• 3/4 cup soynut butter
  • 1/2 cup vegetable shortening
  • 1 1/4 cup firmly packed light brown sugar
  • 3 Tbs soymilk
  • 1 Tbs vanilla
  • 1 egg
  • 1/4 cup soy flour
  • 1 1/2 cup all-purpose flour
  • 3/4 tsp salt
  • 3/4 tsp baking soda
  • 1/2 cup roasted, salted soynuts (for topping)


Preheat oven to 375° F. Combine soynut butter, shortening, brown sugar, soymilk and vanilla in large bowl. Beat at medium speed of electric mixer until well blended. Add egg. Beat just until blended. Combine flour, salt and baking soda. Add to creamed mixture at low speed. Mix just until blended. Drop by teaspoonfuls 2 inches apart on ungreased baking sheets.
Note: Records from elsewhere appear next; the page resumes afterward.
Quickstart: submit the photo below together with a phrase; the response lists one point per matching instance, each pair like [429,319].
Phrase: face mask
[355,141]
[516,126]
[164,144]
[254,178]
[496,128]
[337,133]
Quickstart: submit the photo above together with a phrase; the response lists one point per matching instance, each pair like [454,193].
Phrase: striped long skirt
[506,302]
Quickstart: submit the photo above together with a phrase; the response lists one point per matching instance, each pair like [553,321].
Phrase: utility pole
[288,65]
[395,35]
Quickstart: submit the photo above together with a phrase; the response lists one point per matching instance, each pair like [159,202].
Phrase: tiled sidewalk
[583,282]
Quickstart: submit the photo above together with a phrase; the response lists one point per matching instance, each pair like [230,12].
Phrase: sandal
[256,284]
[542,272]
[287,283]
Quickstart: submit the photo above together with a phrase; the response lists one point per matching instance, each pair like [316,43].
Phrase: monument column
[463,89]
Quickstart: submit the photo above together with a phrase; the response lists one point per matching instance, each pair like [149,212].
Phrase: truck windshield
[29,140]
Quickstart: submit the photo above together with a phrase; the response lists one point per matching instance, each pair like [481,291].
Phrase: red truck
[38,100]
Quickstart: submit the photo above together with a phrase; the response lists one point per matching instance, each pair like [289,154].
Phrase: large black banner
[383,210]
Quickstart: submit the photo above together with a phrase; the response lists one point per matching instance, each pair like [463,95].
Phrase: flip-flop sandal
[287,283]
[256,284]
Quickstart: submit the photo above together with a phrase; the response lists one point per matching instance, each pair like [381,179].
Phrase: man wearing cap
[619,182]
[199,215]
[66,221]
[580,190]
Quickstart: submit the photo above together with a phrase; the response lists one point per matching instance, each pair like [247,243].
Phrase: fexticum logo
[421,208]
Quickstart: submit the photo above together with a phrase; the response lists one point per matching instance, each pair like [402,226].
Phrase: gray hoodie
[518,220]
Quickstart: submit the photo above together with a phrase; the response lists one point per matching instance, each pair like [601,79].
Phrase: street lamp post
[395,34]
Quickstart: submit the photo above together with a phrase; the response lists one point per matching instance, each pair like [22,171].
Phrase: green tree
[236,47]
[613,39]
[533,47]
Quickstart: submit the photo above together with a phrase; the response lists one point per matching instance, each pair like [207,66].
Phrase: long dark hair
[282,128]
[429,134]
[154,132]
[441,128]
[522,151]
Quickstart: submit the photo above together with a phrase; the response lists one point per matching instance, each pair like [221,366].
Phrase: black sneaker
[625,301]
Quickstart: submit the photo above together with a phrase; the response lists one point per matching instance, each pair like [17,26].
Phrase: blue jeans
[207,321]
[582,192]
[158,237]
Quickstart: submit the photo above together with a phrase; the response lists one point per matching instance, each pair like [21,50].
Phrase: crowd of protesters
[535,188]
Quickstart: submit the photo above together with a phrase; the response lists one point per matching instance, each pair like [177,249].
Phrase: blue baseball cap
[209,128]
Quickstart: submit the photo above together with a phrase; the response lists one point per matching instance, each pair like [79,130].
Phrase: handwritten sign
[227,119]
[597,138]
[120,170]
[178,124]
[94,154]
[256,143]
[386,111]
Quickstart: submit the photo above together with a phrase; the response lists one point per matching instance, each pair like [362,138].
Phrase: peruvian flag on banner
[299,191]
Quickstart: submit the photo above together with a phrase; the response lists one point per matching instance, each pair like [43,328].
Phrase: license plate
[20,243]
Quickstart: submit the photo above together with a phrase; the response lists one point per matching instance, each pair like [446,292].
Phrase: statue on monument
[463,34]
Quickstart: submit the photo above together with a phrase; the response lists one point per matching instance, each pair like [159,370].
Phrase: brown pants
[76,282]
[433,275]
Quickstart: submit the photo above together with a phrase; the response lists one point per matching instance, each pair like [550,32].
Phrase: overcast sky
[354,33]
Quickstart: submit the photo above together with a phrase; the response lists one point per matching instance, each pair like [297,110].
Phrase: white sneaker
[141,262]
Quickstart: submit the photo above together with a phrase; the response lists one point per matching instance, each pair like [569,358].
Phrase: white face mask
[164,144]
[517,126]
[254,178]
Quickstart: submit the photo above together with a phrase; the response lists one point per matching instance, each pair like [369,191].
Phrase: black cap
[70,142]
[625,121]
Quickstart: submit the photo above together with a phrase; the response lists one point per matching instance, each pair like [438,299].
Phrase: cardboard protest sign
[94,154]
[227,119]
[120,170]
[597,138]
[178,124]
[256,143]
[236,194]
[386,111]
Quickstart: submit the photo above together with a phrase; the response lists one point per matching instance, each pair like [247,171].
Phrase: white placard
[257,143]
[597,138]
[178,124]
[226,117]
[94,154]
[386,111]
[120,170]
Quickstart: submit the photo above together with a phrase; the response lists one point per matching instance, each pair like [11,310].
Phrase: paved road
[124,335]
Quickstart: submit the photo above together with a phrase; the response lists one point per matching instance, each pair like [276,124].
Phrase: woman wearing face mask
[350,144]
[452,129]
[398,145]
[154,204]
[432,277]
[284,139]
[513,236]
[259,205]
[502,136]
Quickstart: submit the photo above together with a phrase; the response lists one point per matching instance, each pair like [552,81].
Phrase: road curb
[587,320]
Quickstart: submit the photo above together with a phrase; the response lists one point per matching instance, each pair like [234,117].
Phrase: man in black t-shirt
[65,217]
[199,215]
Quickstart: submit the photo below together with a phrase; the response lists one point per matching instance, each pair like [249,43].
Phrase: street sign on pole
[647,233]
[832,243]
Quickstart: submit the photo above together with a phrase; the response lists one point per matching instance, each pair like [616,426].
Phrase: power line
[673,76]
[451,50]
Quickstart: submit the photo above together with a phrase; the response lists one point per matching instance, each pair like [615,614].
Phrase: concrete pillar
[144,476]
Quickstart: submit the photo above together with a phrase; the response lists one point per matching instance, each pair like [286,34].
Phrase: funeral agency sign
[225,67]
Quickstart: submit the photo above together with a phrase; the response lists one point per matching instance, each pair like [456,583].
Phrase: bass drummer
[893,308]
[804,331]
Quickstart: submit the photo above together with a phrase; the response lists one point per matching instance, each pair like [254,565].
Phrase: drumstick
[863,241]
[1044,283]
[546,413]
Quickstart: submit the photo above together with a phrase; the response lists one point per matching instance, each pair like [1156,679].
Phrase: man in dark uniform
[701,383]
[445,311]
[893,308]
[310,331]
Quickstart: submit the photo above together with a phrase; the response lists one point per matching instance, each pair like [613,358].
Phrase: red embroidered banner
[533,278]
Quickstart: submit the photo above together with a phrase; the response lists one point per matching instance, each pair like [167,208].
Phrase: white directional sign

Flatten slightly by pressing four soynuts in each cookie center in pinwheel design. Bake for 7 to 9 minutes or until set and just beginning to brown. Do not over brown. Cool 1 minute on baking sheet. Remove cookies to wire rack to cool completely.

Yield: 4 dozen cookies. Serving size: 1 cookie. Per serving: 86 calories, 4 g fat (0.7 g sat fat), 2 g protein (1 g soy protein), 10 g carbohydrate, 85 mg sodium, 4 mg cholesterol, 0.4 g dietary fiber.